High growth but fewer jobs
This year, the economy grew at a stronger pace after a slump of two years, said Lee, powered by consumer spending, rebound in private investments and a strong surge in exports.
“Real GDP (gross domestic product) growth roared back to expand strongly by 5.7% year-on-year in the first half of 2017.”
This has allowed the overall unemployment rate to remain low at 3.3%.
But the youth unemployment rate hit 10.6% in 2016 and about 23% of university graduates are unemployed, said Lee, which is a worrying figure.
It is a problem that is closely tied with the rapidly changing technological landscape, the quality and investment in universities and industries’ addiction to cheap, unskilled foreign labour, they said.
Lee said getting more youth back in the job market requires more money and emphasis on technical and vocational education & training (TVET) and developing entrepreneurs.
“The government should consider introducing incentives for the creation of a dual-training system a la Germany,” said economist Professor Raja Rasiah of Universiti Malaya.
The renown German education system sees vocational schools and small and medium companies work together to produce highly skilled workers for industries. It has been credited for keeping youth unemployment low.
Rajah added that more money should be spent on creating entrepreneurship programmes in public and private universities.
Lee said policies to help companies to invest in the “Fourth Industrial Revolution” will also create new skilled job opportunities.
“The revolution is essentially about ‘smart factories’, leveraging on robotics, digitalised data censoring, the internet of things to reap cost savings in real-time quality control and maintenance.”
This calls for targeted incentives and grants, investment capital allowance and high-tech Industrial Adjustment Fund to facilitate more manufacturers, especially SMEs to automate and embrace industrial internet, he said.
Depressing wages
Upgrading the country’s industrial base will also help deal with another economic bugbear – addiction to low-skilled foreign workers.

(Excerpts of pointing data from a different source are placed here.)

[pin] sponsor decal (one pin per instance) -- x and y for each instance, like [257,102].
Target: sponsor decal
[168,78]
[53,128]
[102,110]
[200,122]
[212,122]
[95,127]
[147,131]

Manufacturing firms need to be pushed more to upgrade their operations so that they relied less on low-skilled foreign workers, said Rajah.
Lawmakers, such as Liew Chin Tong, said the country’s unchecked use of low-skilled foreign workers had led to depressed wages for everyone.
“Since there is abundance of supply of labour, workers have no bargaining power to demand better pay and conditions in the ‘race to the bottom’ for wages.”
The use of less-skilled foreign labour in export-oriented firms has reduced the pressure on firms to upgrade, said Rajah.
In order to get more firms to upgrade, the government needs to review its incentive programmes, he said.
Another way to wean companies off foreign labour is to require them to have health insurance for all workers, local and foreign, Rajah added.
This, along with stringent policies against illegal foreign workers, will then reduce the strain and cost of funding public hospitals and clinics. – October 20, 2017.